Combining Skills & Drills

One of the biggest problems coaches have nowadays is limited time with their teams.  Some teams only have a few weeks of practice before they have their first game.

The limited time negatively affects the player’s fundamentals and puts a major strain on the coach.  Coaches have to be able to teach and practice the required fundamentals of the game, but also get their team prepared for their first game.

Therefore, coaches must make the most out of the time they have with their team.  One effective way to teach fundamentals is to develop drills that incorporate multiple skills.  Instead of having one ball-handling drill, then another passing drill, and then another shooting drill try to combine those skills into one drill.

You can get the same repetition of skills but spend less practice time.  It will allow you more time to spend on other aspects of the game in order to prepare your team.

It’s important to understand that the separate skills must be taught and drilled first before combining them into one drill.  It’s best to first teach the skills separate then when you feel they know how to perform each skill then start to combine them into one drill.

Drills should be designed with the offense in mind and where players may perform skills in a game.  For example, players need to shoot from spots on the floor where they may get shots.
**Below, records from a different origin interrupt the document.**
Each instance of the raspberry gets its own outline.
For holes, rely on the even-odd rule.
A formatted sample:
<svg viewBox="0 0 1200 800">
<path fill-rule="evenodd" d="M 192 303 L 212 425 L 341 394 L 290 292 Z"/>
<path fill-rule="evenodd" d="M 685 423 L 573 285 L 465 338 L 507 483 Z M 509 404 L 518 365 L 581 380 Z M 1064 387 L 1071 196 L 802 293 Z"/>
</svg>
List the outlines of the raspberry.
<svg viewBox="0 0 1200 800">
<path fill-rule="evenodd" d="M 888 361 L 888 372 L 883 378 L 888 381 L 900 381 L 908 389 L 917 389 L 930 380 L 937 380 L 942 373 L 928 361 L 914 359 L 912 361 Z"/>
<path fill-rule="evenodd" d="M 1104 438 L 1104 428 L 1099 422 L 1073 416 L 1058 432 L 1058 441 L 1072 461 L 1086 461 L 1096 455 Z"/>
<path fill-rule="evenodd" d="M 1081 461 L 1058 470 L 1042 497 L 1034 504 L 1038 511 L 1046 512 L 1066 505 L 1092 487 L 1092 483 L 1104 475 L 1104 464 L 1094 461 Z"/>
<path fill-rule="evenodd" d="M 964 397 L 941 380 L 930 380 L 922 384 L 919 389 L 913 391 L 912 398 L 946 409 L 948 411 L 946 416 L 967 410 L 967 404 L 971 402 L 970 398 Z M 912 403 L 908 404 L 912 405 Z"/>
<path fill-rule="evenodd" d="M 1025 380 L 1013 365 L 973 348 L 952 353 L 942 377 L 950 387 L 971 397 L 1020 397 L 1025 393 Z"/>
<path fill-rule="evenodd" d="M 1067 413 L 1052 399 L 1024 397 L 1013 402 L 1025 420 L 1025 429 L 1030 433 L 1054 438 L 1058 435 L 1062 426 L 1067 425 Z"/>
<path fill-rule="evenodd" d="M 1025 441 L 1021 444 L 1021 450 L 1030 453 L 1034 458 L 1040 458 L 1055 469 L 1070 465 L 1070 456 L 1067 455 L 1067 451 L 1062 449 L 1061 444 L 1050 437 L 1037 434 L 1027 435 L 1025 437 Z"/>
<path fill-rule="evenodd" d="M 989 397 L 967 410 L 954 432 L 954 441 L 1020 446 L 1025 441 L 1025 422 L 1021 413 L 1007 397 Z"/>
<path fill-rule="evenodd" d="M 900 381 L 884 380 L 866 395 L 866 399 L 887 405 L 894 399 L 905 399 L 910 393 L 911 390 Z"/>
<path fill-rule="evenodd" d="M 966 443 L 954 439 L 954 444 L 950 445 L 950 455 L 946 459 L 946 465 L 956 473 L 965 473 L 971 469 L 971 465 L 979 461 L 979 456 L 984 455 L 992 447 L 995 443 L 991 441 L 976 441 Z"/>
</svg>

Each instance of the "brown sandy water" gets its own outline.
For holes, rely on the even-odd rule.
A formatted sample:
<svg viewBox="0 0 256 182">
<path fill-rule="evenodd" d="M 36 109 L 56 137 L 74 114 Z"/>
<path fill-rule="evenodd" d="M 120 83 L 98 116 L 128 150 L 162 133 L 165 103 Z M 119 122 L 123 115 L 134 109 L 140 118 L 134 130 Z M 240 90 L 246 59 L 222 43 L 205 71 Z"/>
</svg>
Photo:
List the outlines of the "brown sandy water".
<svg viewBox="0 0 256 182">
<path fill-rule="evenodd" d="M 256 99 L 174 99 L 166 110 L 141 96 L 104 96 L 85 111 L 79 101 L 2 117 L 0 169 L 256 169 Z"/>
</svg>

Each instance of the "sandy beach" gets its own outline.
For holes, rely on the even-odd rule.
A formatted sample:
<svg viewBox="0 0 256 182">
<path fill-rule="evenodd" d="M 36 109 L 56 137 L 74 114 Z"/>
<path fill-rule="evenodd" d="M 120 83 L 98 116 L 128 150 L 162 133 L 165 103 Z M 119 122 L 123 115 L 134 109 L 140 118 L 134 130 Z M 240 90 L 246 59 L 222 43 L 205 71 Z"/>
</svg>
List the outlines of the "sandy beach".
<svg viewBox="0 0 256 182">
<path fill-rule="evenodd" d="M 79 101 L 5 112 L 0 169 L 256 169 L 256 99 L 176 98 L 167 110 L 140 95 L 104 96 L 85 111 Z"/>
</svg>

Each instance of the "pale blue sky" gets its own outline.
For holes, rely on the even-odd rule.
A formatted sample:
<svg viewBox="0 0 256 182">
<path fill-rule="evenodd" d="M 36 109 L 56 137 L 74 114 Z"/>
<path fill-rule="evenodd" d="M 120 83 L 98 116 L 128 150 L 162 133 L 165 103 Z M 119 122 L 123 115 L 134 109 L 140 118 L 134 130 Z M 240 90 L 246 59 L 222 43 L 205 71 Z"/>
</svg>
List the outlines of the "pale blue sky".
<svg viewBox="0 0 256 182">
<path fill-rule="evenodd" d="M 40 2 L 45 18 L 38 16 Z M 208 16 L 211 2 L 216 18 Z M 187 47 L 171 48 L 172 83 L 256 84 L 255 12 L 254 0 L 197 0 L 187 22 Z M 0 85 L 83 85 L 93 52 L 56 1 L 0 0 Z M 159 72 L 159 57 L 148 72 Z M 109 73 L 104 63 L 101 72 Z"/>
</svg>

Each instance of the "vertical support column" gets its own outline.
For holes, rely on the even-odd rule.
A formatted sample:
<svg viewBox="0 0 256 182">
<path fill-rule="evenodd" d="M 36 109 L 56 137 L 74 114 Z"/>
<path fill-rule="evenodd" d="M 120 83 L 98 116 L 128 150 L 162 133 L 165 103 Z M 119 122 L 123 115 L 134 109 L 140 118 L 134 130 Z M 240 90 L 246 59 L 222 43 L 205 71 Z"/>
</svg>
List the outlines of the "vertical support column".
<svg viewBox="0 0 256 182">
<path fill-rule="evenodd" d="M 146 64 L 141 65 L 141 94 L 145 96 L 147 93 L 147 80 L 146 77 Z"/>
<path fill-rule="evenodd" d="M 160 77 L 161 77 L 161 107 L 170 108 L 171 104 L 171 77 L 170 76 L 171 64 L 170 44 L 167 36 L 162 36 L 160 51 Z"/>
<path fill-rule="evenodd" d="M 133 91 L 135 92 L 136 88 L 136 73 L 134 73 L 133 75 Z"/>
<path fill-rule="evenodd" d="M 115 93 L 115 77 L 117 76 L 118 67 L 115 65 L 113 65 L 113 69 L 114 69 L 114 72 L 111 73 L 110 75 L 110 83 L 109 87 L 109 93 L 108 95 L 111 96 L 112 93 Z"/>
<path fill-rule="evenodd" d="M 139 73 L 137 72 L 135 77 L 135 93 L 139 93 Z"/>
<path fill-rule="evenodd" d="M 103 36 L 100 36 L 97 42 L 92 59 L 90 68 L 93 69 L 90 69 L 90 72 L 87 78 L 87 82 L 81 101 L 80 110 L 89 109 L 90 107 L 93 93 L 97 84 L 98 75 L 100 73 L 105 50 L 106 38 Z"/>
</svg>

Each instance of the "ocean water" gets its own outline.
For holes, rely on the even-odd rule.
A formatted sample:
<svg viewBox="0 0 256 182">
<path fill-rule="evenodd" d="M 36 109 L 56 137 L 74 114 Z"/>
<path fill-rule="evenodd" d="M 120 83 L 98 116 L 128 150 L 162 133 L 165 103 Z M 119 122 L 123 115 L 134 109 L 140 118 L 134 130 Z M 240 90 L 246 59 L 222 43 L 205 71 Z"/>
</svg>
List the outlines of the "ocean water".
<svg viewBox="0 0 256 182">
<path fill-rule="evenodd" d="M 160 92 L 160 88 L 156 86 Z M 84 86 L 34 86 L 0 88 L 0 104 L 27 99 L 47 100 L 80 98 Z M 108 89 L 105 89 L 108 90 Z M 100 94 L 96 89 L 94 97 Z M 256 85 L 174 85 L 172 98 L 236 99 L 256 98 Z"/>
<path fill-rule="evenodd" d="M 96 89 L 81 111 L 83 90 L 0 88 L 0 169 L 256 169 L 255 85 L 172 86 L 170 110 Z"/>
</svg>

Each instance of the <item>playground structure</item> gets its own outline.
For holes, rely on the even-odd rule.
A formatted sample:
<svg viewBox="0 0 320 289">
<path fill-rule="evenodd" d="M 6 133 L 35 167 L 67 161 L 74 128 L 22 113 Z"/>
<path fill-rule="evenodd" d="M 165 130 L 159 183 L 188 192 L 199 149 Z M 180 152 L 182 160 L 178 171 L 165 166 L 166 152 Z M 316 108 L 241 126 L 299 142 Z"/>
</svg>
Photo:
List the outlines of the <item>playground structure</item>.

If post players will never be on the perimeter then they should not practice shots from the perimeter.  The following are two examples of drills that combine skills:

Stationary Two-Ball Dribbling & Passing

This drill is a progression from stationary two-ball dribbling and stationary passing.  It can be performed as a team but is more effective in groups of 4 or 5 because it will allow each player more repetitions.

In groups of 4 the players will form a diamond and with groups of 5 each player will form a star pattern.  One player starts with two balls and on the whistle begins to stationary dribble with both balls.

On the next whistle the dribbler will pass to the player beside them.  The player will first make a right-handed pass with their right hand while still dribbling with the left-hand and then make a left-handed pass to the left.

Repeat the drill twice for each player.  The drill can be used with different two-ball dribbling skills as well as having the dribbler pass to different players.

On the Move Two-Ball Dribbling, Passing, and Shooting

This is a progressive drill from the “Stationary Two-Ball Dribbling & Passing” drill.  It begins with two lines that players will be based on your offense.  For example, in a 5-out offense you may want to start with a line at the top and a line on the right wing.

Have the line at the top start at half-court with two balls.  They begin with a stationary two-ball dribble and on the whistle will continue to dribble to the top of the key.  The dribbler will then make a right-handed pass to the right wing and perform a dribble move to the rim with the ball in the left-hand.

The player on the right wing will make a move to the rim and shoot a pull-up jump shot.  This a great drill that involves on the move dribbling, passing, one-on-one moves, and two players shooting at the same time.

It can be used from different spots on the floor, include a variety of one-on-one moves, and incorporate multiple players.  If you can design the drill to fit your offense then it makes this drill much more effective.

One skill drills must be done at the beginning, but drills that only include one skill often can get boring and monotonous for players.  Having drills that include multiple skills will keep the attention of players and help you maintain the intensity in practice.  It saves time in practice as well as help players better understand how the skills are used together and when they will be used.